In 2006, Schneider became a nonresident senior fellow at the Brookings Institution. Here, she served as coordinator of the Arts and Culture Initiative, and furthered her work in cultural diplomacy, helping to launch the Timbuktu Renaissance, a Mali-based platform for countering extremism and promoting peace and development through a focus on culture.

Schneider is the co-founder and co-director of Muslims on Screen and Television (MOST), an initiative aimed at providing Hollywood screenwriters with accurate information on Muslims and the Muslim world.

Since 2011, Schneider has been a member of the Executive Committee of the Board of the Peace Research Endowment.

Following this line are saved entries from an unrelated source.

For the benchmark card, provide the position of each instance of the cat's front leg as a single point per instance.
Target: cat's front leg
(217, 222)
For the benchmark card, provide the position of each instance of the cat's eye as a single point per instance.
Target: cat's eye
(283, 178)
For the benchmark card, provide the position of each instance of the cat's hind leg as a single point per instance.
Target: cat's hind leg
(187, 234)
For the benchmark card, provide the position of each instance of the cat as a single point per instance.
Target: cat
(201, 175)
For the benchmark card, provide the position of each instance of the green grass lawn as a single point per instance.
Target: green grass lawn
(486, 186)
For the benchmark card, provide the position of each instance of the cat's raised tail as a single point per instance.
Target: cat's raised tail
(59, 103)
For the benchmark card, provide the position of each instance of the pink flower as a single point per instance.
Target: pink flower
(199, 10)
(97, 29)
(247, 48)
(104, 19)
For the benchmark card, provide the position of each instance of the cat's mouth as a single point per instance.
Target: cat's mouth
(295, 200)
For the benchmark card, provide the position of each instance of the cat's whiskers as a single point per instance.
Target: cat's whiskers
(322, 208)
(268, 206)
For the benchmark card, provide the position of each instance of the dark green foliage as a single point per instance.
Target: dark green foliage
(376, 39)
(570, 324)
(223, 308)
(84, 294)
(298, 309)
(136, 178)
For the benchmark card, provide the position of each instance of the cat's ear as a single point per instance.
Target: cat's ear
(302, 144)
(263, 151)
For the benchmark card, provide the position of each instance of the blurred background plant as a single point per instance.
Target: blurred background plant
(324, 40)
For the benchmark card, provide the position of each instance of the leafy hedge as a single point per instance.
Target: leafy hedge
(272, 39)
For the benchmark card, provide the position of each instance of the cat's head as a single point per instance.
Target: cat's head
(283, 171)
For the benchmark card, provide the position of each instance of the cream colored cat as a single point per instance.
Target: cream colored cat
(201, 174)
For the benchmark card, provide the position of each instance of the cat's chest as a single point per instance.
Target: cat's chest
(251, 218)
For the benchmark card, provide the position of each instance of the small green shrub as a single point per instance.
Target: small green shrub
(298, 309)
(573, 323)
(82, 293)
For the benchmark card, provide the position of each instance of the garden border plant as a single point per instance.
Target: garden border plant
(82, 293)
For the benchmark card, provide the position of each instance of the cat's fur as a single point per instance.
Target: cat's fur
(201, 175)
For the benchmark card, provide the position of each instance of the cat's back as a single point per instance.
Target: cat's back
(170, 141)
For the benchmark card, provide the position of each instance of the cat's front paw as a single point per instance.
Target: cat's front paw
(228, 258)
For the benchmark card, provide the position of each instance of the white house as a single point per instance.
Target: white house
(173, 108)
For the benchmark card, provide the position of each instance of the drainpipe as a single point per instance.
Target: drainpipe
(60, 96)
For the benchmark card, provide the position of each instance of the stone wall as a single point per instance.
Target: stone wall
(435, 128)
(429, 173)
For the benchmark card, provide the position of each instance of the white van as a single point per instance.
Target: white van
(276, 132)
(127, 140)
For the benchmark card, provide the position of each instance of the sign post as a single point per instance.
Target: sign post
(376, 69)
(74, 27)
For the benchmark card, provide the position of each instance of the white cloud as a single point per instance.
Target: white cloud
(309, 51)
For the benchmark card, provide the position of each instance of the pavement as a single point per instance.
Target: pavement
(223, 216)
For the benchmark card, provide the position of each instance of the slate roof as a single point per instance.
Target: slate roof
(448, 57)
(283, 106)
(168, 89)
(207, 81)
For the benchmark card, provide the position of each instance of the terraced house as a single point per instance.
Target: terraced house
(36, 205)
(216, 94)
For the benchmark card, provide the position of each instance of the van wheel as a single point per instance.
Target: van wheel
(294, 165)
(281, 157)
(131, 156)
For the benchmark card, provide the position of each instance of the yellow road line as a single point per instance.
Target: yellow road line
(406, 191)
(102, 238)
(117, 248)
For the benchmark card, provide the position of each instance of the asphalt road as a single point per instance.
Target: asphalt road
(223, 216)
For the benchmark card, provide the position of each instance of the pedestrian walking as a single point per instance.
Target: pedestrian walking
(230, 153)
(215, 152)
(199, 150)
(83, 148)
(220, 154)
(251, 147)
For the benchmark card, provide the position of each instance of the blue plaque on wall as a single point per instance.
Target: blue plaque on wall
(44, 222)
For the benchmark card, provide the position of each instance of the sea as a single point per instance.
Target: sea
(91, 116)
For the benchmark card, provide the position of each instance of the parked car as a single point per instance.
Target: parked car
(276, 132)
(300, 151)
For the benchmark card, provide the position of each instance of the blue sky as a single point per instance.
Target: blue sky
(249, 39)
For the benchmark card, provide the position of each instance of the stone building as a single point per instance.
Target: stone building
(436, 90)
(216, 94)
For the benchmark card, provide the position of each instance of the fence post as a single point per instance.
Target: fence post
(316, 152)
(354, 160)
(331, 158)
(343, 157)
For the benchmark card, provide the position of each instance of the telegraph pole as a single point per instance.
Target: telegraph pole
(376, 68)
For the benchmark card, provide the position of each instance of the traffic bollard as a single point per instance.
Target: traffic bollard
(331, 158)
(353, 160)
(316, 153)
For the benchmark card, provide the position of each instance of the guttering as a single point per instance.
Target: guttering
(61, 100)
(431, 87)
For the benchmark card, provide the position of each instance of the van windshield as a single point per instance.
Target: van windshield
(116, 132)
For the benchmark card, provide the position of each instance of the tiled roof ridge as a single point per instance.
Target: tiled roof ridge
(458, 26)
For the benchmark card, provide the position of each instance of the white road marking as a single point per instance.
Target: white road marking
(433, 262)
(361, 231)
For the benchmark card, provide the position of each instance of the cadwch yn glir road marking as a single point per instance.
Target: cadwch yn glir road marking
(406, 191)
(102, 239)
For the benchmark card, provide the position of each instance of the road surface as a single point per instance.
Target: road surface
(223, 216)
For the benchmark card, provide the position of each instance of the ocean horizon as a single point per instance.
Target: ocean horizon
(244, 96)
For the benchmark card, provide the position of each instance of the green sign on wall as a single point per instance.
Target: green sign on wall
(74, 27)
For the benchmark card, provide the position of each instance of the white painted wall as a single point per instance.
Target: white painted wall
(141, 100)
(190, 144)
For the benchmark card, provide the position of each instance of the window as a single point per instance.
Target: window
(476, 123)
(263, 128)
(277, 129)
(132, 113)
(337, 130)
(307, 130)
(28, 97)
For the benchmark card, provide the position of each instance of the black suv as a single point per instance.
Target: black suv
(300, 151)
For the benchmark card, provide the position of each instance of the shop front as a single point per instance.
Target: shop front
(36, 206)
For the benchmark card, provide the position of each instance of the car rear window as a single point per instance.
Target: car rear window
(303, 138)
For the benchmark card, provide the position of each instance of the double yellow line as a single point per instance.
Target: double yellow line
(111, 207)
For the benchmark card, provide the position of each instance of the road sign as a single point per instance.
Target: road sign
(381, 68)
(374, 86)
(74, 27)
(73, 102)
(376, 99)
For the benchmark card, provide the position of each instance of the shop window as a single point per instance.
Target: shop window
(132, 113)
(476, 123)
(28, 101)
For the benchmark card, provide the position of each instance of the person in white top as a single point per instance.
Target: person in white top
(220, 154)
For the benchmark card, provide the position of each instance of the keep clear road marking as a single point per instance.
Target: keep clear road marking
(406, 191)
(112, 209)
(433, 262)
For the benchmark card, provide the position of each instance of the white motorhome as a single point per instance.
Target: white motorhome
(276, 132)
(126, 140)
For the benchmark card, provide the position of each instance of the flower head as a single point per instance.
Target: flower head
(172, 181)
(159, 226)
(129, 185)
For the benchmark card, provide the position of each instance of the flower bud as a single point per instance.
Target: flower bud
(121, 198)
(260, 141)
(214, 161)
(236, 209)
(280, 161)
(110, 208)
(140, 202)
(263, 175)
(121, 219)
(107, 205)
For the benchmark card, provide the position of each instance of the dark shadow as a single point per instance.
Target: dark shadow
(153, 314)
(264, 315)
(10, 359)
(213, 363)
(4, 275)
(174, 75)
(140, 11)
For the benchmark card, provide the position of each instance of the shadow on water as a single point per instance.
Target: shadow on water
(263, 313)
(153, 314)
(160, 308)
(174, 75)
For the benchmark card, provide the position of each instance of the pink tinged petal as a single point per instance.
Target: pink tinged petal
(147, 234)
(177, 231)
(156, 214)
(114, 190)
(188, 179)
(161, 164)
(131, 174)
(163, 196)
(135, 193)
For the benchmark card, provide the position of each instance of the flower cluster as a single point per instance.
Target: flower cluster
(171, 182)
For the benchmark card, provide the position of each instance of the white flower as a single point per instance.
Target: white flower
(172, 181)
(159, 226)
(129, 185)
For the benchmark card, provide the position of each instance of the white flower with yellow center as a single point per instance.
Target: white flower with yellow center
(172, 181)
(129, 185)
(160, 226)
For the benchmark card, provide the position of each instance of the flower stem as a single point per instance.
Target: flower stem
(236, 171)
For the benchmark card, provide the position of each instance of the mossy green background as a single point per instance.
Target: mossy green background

In 2012, Schneider co-founded the Laboratory for Global Performance and Politics, a joint initiative between Georgetown’s School of Foreign Service and College of Arts and Sciences, with the mission of humanizing global politics through performance. Schneider serves as co-director of The Lab with Derek Goldman, a theater director, playwright, and professor of performing arts at Georgetown University.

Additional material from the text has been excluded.